Se levantaba temprano. Un mate cocido y a la escuela, esperando la leche con pan, la hora de los cuentos y el recreo para jugar a la pelota. Los partidos eran contra los del otro quinto o contra los más grandes. Joselito jugaba a ser Julián, “la Araña”.
Por la tarde, descalzo, iba a la canchita de don Krem, un jubilado empeñado en librar a los chicos de las tentaciones de la calle.
Ahí era feliz, llevando la pelota atada a su derecha, gambeteando angustias, pozos y patadas de los más grandes.
Una tardecita volvió acompañado por el viejo.
—No se asusten, no pasó nada —dijo—. Quería contarles que mañana viene al “Villa Regina” un buscador de talentos de un club grande de la Capital. —Suspirando, agregó—: Su nene es muy bueno, sería lindo que se pruebe. Es gratis, no pierde nada.
La charla terminó cuando el padre dijo:
—Lo vamos a pensar.
Por la noche casi nadie durmió, pero temprano estuvieron todos en el Deportivo.
Claro que Joselito llamó la atención. Pisadas, gambetas y enganches le valieron ser uno de los tres seleccionados para ir a probarse a la capital.
—Voy a ser franco, si aceptan la prueba la semana que viene, el nene puede quedar —dijo a los padres el encargado del scouting—. Gustó mucho lo que vi de él, tiene condiciones para seguir creciendo y llegar a primera a su tiempo.
Agregó que tendría todos los gastos cubiertos. Al año siguiente se instalaría en la pensión, donde podría seguir estudiando y lo visitarían una vez al mes.

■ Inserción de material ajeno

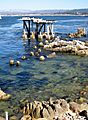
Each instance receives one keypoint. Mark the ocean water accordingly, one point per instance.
(61, 77)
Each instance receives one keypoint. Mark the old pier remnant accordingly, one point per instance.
(37, 28)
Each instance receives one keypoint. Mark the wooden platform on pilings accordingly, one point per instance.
(37, 26)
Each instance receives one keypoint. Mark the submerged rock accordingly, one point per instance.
(4, 96)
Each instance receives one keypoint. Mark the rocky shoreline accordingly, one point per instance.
(52, 109)
(55, 109)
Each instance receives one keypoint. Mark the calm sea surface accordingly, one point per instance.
(62, 77)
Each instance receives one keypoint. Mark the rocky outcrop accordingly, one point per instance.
(77, 47)
(53, 109)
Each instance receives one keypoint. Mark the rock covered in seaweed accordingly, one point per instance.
(53, 109)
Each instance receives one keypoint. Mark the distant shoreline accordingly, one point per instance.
(42, 15)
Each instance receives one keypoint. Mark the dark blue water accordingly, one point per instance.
(62, 76)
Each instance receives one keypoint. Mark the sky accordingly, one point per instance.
(42, 4)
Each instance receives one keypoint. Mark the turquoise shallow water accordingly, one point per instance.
(62, 77)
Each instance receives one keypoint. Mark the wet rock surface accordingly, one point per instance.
(55, 109)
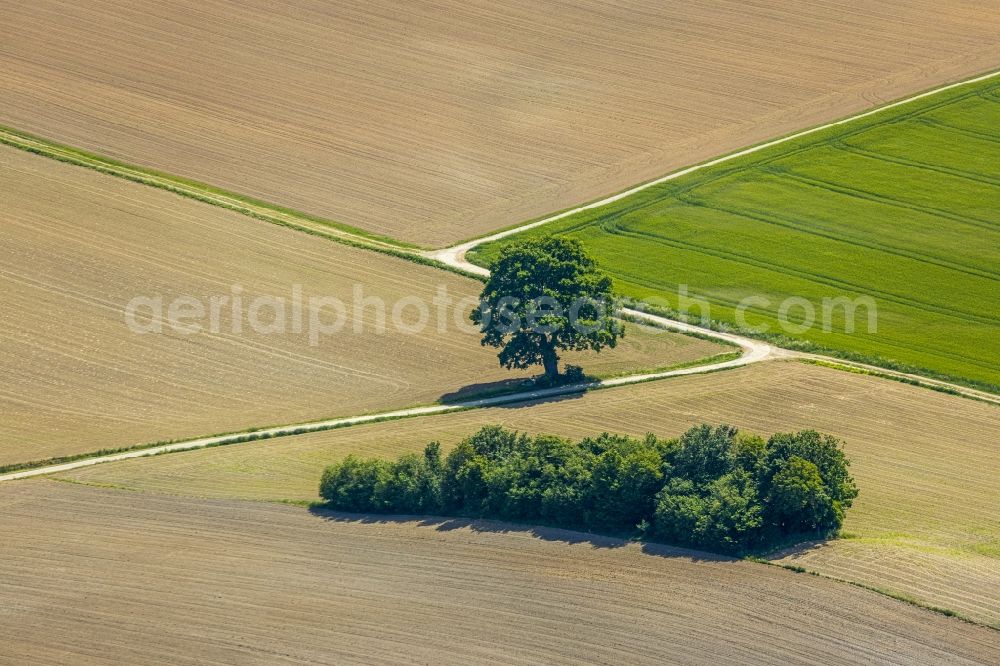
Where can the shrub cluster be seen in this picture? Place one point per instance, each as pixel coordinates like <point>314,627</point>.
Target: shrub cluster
<point>713,488</point>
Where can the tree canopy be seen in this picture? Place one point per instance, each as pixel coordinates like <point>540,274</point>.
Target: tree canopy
<point>543,296</point>
<point>713,488</point>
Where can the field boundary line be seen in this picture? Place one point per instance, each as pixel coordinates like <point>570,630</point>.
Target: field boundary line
<point>759,352</point>
<point>465,246</point>
<point>455,256</point>
<point>202,192</point>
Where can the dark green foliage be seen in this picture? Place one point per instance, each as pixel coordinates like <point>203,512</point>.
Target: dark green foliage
<point>543,296</point>
<point>350,484</point>
<point>712,489</point>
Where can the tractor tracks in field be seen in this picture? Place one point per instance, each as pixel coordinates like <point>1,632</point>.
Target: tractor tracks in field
<point>454,258</point>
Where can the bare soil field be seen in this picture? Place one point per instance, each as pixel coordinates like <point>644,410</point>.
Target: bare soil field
<point>78,246</point>
<point>926,525</point>
<point>442,120</point>
<point>106,576</point>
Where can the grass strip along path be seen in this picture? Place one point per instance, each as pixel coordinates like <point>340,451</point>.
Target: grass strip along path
<point>454,258</point>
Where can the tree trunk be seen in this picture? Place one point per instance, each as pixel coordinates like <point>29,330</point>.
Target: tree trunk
<point>550,361</point>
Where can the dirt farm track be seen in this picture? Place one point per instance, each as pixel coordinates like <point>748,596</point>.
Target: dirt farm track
<point>448,119</point>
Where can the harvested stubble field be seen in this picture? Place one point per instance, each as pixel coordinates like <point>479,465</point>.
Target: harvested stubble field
<point>106,576</point>
<point>926,525</point>
<point>78,246</point>
<point>900,208</point>
<point>440,120</point>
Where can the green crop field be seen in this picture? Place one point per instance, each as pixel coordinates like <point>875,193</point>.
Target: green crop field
<point>902,207</point>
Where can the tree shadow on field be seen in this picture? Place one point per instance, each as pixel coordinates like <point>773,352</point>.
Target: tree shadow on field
<point>487,389</point>
<point>510,387</point>
<point>544,533</point>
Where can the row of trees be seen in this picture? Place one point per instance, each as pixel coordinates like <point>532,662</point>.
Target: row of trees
<point>713,488</point>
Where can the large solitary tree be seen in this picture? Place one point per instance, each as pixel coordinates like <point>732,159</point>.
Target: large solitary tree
<point>543,296</point>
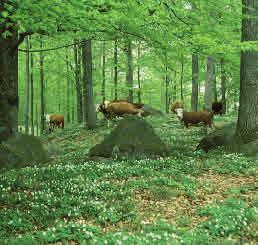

Si había alguna duda, el entusiasmo del nene y la posibilidad de “triunfar” los convenció.
La primera prueba pasó.
Febrero llegó y, con él, el viaje a Buenos Aires. Joselito se encandilaba con todo lo que veía. Se enamoró de las canchas y el aroma de su césped prolijo, de las pelotas, botines lustrosos y camisetas brillantes. El primer día estallaba de alegría jugando con otros chicos y recorriendo el lugar.
Sin embargo llegó la noche… y se encontró sin los suyos, sin los aromas y sonidos familiares. Terminada la cena, cada quien a descansar. Le tocó una cama impecable, mas no era la suya. Tampoco veía las imágenes de su viejo cielorraso de madera.
Los primeros rayos de sol por la ventana iluminaron su almohada, húmeda de lágrimas con sabor a arcilla, regando, quizás, el futuro de quienes amaba.